12

I know generally speaking FFT and multiplication is usually faster than direct convolve operation, when the array is relatively large. However, I'm convolving a very long signal (say 10 million points) with a very short response (say 1 thousand points). In this case the fftconvolve doesn't seem to make much sense, since it forces a FFT of the second array to the same size of the first array. Is it faster to just do direct convolve in this case?

LWZ
  • 11,670
  • 22
  • 61
  • 79
  • 2
    Is there a reason you can't just time both approaches, eg with `timeit`? – Danica Feb 22 '13 at 06:57
  • 2
    I didn't know this function. I'll try. I also would like to know underlying theory though. – LWZ Feb 22 '13 at 07:22
  • Note: As of v0.19, convolve automatically chooses fftconvolve or the direct method based on an estimation of which is faster. – Dr Xorile Feb 28 '20 at 00:08

3 Answers3

6

Take a look at the comparison I did here:

http://scipy-cookbook.readthedocs.io/items/ApplyFIRFilter.html

Your case might be near the transition between using a plain convolution and using the FFT-based convolution, so your best bet (as suggested by @Dougal in a comment) is to time it yourself.

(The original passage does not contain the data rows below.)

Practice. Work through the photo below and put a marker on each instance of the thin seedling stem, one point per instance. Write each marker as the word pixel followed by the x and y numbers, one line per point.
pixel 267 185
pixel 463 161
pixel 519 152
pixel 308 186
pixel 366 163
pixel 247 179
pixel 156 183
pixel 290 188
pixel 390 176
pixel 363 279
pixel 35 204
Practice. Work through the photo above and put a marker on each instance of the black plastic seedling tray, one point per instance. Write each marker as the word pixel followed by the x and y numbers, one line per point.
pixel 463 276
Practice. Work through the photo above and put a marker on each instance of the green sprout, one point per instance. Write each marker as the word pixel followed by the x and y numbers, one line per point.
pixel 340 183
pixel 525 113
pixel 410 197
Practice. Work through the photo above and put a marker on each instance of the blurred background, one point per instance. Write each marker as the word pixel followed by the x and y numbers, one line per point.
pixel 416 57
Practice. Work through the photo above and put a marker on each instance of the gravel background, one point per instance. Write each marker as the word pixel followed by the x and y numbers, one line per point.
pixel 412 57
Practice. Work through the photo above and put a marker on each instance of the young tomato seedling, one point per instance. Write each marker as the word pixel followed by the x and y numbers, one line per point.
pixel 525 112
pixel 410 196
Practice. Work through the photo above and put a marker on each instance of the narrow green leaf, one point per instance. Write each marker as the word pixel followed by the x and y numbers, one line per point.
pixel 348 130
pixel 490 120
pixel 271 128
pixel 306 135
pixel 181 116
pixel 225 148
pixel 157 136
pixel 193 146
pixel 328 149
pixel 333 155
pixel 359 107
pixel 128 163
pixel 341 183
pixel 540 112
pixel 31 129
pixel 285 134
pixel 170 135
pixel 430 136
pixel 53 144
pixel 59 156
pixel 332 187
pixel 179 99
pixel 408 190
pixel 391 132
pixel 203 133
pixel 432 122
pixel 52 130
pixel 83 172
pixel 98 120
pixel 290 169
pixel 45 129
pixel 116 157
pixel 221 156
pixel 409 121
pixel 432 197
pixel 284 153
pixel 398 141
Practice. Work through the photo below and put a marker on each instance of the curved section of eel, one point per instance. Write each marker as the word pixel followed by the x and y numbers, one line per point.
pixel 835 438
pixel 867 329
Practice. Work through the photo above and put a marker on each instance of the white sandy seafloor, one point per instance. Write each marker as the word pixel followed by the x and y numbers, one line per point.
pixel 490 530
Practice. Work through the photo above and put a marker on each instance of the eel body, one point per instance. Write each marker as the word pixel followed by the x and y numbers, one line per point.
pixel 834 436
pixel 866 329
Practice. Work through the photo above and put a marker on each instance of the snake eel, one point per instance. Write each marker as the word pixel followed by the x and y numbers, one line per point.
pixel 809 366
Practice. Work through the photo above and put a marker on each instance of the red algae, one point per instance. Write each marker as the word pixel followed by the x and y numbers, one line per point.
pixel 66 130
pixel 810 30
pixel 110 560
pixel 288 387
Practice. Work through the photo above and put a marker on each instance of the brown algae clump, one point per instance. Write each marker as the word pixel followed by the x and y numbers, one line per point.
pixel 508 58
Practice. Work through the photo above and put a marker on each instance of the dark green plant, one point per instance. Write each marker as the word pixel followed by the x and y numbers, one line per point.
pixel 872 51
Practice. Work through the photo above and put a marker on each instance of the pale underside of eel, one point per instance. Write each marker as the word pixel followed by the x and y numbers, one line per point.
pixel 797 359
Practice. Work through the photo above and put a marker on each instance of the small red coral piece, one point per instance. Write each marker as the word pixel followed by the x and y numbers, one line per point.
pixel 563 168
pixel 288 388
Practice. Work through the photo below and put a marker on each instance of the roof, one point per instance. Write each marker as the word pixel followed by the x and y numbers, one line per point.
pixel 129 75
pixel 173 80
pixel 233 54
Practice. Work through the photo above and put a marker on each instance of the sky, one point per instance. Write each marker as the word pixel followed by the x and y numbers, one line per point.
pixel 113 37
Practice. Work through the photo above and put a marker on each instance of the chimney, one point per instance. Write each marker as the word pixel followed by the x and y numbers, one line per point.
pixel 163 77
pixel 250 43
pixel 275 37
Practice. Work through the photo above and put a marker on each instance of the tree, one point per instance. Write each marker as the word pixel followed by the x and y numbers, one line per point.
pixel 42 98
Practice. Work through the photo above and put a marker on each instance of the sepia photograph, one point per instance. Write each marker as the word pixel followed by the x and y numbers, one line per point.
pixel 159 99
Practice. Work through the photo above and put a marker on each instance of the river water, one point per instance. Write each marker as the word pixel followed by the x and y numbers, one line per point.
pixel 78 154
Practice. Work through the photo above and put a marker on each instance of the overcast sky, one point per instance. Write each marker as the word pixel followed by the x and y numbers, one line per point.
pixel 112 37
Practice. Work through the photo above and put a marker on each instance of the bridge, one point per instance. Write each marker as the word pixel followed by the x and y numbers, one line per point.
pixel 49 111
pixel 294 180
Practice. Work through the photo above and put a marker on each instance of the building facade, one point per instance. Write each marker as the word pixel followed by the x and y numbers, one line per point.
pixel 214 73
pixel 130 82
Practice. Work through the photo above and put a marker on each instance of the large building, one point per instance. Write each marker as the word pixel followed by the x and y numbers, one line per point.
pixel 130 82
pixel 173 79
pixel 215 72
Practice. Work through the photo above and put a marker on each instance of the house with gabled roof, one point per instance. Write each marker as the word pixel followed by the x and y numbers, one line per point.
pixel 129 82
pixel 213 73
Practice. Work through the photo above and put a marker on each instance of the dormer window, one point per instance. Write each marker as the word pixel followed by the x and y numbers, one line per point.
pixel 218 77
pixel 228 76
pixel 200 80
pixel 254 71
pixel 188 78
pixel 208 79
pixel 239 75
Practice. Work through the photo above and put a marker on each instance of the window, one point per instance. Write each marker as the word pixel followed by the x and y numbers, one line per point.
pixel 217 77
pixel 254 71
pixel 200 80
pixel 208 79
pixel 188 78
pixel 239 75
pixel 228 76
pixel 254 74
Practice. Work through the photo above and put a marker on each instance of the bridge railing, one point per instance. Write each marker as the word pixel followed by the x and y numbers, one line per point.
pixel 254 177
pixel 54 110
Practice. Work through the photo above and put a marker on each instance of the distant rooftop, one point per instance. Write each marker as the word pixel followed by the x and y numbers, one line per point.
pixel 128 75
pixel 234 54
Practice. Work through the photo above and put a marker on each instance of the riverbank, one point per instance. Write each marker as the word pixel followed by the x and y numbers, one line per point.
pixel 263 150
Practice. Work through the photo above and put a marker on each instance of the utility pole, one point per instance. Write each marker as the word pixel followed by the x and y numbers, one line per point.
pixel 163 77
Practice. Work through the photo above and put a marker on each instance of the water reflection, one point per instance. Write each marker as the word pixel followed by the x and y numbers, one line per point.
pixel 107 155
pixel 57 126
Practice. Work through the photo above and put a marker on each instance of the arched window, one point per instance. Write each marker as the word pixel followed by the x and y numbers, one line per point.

(Note that I didn't do overlap-add or overlap-save in that comparison.)

Warren Weckesser
  • 110,654
  • 19
  • 194
  • 214
5

thank you for your help. Now I did the test myself, I did convolution with 2 arrays, size of 2^20 and 2^4, and this is the result:

numpy.convolve: 110 ms
scipy.signal.convolve: 1.0 s
scipy.signal.fftconvolve: 2.5 s

So we have a winner, numpy convolve is is much faster than the others. I still don't know why though.


Now I tried 2 longer arrays, size of 2^22 and 2^10. The result is:

numpy.convolve: 6.7 s
scipy.signal.convolve: 221 s
scipy.signal.fftconvolve: MemoryError

The difference just gets bigger.

LWZ
  • 11,670
  • 22
  • 61
  • 79
  • Thanks for the feedback. Maybe [related](https://github.com/scipy/scipy/issues/8154). – mins Apr 11 '21 at 16:08
4

FFT fast convolution via the overlap-add or overlap save algorithms can be done in limited memory by using an FFT that is only a small multiple (such as 2X) larger than the impulse response. It breaks the long FFT up into properly overlapped shorter but zero-padded FFTs.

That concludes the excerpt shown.